For most of its 35-year history, Synaptics had been a low-margin chips and component producer for cellphones and PCs. That changed in 2019 when the board brought in a new management team led by current CEO Michael Hurlston. He went immediately to work to transform Synaptics into a high-margin Internet of Things (IoT) components producer.
In December, Synaptics completed its third major acquisition in as many years after it paid $440 million for chip maker DSP Group. DSP brings chip technology used to connect the physical world of sound and images with the digital realm. DSP has been accretive to earnings from the get-go.
Other notable acquisitions included the $444 million paid for DisplayLink, a company that dominates the market for parts used in PC docking stations. The $250 million paid for Broadcom’s (AVGO) wireless IoT business brings Wi-Fi, Bluetooth, and GPS technologies into the fold.

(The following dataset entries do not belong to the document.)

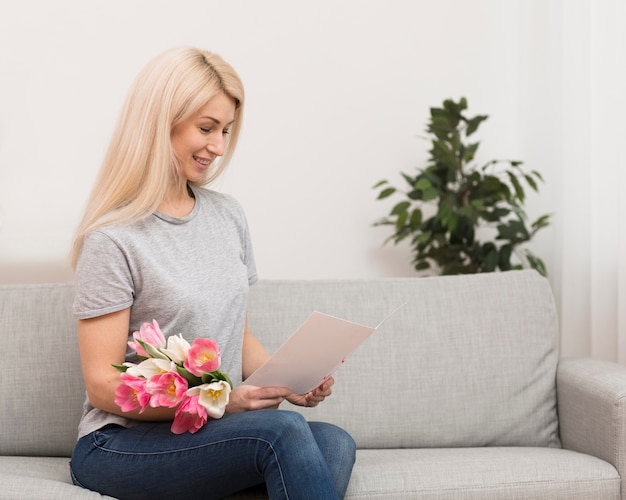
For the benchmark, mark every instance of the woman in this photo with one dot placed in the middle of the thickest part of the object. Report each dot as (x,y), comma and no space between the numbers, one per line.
(154,244)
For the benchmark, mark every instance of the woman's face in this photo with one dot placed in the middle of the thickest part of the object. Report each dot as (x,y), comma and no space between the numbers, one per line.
(200,139)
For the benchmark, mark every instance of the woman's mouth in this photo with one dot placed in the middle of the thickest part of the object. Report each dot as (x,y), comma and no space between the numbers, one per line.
(202,161)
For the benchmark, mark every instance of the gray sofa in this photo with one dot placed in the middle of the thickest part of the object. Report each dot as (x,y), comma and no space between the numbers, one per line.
(461,394)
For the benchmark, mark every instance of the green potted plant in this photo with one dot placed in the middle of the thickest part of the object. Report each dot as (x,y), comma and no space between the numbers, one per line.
(462,217)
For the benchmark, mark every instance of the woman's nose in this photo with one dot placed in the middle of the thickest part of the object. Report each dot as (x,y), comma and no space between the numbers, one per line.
(216,145)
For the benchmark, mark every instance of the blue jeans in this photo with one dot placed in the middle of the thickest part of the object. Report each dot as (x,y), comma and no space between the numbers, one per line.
(296,459)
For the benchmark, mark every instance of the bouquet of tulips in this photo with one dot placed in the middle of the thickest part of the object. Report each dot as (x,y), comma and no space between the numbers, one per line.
(174,374)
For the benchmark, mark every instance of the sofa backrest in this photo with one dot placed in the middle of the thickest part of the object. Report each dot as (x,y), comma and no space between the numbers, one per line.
(40,374)
(467,361)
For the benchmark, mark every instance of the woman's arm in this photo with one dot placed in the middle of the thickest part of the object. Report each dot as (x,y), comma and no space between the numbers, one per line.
(102,342)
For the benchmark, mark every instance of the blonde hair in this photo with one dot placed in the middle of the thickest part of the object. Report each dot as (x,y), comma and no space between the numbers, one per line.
(140,164)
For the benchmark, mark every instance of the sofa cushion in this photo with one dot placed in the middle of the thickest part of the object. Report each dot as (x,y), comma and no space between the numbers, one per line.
(467,361)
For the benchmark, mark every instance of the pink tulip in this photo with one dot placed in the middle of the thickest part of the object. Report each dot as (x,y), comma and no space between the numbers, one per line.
(204,356)
(166,389)
(190,416)
(131,393)
(151,334)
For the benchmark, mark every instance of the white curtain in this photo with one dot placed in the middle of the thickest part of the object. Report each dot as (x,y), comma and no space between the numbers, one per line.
(589,277)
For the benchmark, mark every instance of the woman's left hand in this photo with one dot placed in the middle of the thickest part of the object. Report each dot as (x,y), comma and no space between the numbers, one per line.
(315,397)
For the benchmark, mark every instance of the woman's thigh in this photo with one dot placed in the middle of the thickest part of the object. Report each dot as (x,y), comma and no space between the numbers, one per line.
(226,455)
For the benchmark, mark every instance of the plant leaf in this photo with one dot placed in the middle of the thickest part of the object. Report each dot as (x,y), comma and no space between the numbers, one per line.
(386,193)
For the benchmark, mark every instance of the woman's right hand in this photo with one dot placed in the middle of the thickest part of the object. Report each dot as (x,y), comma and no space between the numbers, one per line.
(250,397)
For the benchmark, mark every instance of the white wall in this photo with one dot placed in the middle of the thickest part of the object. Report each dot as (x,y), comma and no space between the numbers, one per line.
(338,93)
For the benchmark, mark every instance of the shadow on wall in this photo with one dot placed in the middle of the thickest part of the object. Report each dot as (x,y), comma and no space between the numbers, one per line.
(15,272)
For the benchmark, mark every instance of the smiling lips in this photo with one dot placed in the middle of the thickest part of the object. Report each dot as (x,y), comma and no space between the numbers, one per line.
(203,161)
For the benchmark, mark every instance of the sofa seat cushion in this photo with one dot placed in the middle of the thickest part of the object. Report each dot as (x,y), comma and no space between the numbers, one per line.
(40,478)
(479,473)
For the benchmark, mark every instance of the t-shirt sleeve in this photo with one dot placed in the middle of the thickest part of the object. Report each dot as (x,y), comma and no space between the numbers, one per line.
(103,279)
(248,252)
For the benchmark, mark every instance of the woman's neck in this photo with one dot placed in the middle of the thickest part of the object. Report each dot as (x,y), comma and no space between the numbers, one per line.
(178,203)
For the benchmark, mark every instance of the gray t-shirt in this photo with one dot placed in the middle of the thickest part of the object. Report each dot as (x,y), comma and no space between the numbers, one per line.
(190,274)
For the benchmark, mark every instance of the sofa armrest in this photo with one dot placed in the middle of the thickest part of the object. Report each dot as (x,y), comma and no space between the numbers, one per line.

For Synaptics, the Internet of Things now accounts for more than 70% of revenue, up from 30% only three years ago. Enabled by recent acquisitions, Synaptics now makes parts for virtual-reality headsets, security cameras, automotive displays, voice-recognition systems, and a range of other applications.
The shares trade at only 8.8 times the reduced 2023 EPS estimates. The average for the past five years has been 12.8 times. The low P/E multiple is too enticing to ignore for such a profitable, margin-expanding, proven growth company. Investors are pricing Synaptics as if growth is gone forever. It’s not.
Growth will return, and when it returns, I expect more investors will be enticed by the value proposition. I like Synaptics’ business models. I like the growth opportunities that now reside within its wheelhouse. My price target is $135 — a 45% premium to the market price today.